J'ai cependant quelques petites remarques:
J'ai trouvé bizarre que vous employiez orient comme adjectif, opale comme nom commun (dans le sens de couleur), Jardin d'hiver avec majuscule et tintinnabuler de manière transitive (ce qui semble être fautif selon le cnrtl).
À bientôt,
VB
Lu en espace lecture

   Corto   
16/10/2021
 a aimé ce texte 
Beaucoup ↑
L'auteur de ce poème montre son talent à exposer une scène où l'ambivalence est reine. On rencontre successivement des épisodes explicites et d'autres où l'interprétation est libre.
Cela donne une vision qui crée l'interrogation, sur fond de relation où chacun a son ressenti.

Déjà dans un texte précédent, la nouvelle " Sans voix" la relation entre deux êtres était construite sur l'attirance où le littéraire occupait une grande place, puis au jour où aller "plus loin" semblait logique, tout se grippait.

Ce style est aussi brumeux que la vie elle-même, ce qui donne un rendu très réaliste dans sa complexité même.

Bravo.

   Anonyme   
22/10/2021
Mon commentaire ne vous apportera vraisemblablement rien et j’en suis désolé. Je vous livre uniquement une expérience de lecture parmi d’autres.

Quel que soit le fond de ce texte, ce n’est pas un texte pour moi et dès la première phrase. Par le style uniquement. Une deuxième, une troisième phrases peuvent éventuellement racheter la première, me la faire oublier. Ici, la deuxième confirme la première. J’ai lu jusqu’au bout, mais il est inutile de détailler l’ensemble.
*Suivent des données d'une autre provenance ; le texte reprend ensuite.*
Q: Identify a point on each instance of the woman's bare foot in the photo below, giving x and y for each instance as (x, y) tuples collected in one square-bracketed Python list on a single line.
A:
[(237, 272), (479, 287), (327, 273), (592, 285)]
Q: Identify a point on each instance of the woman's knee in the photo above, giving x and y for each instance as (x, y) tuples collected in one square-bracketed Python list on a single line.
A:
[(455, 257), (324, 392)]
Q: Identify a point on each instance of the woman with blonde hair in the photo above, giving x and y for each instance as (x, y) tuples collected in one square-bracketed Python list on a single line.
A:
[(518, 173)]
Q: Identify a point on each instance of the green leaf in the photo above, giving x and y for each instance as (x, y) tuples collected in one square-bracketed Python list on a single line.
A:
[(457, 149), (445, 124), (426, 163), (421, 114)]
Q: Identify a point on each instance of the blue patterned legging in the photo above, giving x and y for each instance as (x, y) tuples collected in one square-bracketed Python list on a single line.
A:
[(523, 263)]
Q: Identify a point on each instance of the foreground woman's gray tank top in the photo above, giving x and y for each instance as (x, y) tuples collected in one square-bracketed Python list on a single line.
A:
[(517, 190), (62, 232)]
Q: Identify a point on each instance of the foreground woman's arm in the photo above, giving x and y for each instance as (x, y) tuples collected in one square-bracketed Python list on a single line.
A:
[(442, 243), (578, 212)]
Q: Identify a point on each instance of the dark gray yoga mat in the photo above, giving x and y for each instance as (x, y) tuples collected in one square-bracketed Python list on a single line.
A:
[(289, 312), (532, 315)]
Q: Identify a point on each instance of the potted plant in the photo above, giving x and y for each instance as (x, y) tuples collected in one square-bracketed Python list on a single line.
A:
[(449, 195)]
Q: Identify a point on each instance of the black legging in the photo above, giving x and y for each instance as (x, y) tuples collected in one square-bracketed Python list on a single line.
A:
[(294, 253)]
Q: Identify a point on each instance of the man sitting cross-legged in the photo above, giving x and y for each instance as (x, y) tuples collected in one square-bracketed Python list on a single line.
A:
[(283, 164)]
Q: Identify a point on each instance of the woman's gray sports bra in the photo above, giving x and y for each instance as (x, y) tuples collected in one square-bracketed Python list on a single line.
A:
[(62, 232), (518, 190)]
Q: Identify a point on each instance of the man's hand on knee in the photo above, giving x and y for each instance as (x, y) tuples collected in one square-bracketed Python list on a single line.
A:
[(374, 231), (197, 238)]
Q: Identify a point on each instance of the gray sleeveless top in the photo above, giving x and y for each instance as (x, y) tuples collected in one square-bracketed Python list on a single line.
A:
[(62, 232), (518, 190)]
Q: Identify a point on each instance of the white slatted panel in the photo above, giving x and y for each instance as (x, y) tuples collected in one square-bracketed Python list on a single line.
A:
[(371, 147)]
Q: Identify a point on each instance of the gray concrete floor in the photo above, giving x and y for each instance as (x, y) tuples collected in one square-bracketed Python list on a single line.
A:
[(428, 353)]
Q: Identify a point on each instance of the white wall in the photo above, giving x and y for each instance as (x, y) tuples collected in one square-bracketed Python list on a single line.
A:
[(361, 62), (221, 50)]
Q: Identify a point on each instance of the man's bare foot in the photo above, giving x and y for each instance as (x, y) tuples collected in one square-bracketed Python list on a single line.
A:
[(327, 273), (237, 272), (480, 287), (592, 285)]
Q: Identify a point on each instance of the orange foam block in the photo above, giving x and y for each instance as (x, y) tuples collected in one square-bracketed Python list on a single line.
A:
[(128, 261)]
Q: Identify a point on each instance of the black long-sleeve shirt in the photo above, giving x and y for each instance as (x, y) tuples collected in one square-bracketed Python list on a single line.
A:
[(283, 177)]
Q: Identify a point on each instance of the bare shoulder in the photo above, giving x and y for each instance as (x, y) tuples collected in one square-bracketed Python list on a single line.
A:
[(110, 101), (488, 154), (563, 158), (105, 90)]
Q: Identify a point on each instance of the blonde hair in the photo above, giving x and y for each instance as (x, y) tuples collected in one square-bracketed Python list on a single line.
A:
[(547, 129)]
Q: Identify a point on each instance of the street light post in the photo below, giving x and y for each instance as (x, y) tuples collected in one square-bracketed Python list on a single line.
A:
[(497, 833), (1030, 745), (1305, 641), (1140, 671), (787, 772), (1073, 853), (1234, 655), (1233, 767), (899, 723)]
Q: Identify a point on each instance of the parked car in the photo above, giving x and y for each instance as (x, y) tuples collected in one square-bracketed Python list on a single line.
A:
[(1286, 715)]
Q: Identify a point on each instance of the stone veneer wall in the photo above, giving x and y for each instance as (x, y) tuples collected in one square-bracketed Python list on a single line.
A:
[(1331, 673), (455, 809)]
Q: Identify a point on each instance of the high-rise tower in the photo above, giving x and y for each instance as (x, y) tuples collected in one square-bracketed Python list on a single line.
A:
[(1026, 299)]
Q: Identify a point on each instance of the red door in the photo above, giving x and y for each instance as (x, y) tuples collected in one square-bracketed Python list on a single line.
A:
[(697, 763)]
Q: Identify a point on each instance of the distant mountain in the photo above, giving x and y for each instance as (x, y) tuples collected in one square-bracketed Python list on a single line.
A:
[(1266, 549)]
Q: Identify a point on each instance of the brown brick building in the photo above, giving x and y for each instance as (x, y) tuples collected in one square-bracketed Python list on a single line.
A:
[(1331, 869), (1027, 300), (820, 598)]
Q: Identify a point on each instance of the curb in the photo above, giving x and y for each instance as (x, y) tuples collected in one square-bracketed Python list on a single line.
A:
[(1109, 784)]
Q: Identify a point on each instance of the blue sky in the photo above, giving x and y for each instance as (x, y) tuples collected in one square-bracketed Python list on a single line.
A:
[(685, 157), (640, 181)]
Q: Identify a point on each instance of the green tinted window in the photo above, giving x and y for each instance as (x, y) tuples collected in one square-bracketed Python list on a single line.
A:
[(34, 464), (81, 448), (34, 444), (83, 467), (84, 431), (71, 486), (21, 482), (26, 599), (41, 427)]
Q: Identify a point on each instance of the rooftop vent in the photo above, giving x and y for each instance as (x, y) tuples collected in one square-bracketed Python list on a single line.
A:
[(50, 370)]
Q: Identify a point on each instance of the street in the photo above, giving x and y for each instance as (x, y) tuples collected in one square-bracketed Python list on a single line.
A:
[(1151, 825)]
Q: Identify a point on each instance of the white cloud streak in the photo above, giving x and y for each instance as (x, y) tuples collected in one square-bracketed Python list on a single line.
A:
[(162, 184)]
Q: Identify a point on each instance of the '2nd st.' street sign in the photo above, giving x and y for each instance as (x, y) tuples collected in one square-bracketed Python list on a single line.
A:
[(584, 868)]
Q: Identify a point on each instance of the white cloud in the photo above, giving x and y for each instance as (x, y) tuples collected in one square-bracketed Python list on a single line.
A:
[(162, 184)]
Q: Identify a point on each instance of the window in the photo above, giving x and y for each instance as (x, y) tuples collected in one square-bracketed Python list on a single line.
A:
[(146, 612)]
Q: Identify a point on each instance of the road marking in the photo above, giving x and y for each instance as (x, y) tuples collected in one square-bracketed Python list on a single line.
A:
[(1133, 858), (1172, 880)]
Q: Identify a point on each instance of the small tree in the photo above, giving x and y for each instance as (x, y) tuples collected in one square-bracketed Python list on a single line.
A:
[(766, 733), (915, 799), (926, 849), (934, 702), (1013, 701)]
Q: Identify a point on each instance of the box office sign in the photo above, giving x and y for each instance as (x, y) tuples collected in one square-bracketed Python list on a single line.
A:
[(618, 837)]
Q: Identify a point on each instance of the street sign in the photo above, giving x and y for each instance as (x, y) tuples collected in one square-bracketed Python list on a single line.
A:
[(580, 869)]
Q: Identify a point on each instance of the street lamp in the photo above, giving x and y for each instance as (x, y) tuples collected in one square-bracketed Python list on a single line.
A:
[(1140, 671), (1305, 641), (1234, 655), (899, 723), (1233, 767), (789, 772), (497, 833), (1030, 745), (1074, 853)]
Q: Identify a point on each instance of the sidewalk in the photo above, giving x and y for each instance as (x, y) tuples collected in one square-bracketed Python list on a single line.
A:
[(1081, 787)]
J’ai bien conscience que dire qu’un style n’est pas fait pour moi ne comporte en soi aucune information, mais comment vous expliquer la réception de ce style ou absence de style sans risquer de vous froisser car telle n’est pas mon intention ?
Disons que je le reçois comme un style standard, ou un non-style standard, applicable indifféremment à toute situation, à tout texte et faits de mots convenus, agencés de manière convenue et relus cent fois si ce n’est mille. Le soleil pourrait être celui de cette journée ou le même dans cent autres nouvelles. Comment pourrais-je, après l’avoir vu éclabousser tant de fois, le voir éclabousser encore une fois avec le moindre début de surprise ? Je ne vois le carmin que comme une manière si commune de désigner autrement la couleur rouge. La main pâle pourrait être celle de cette jeune-femme, celle de mon petit frère ou celle de ma grand-mère. C’en est déjà beaucoup pour une seule phrase, surtout s’il s’agit de la première, mais il en est ainsi jusqu’à la dernière.

Désolé pour le peu d’égard pour votre travail. Ce commentaire n’est agréable ni pour moi ni sans doute pour vous, mais c’est un commentaire honnête.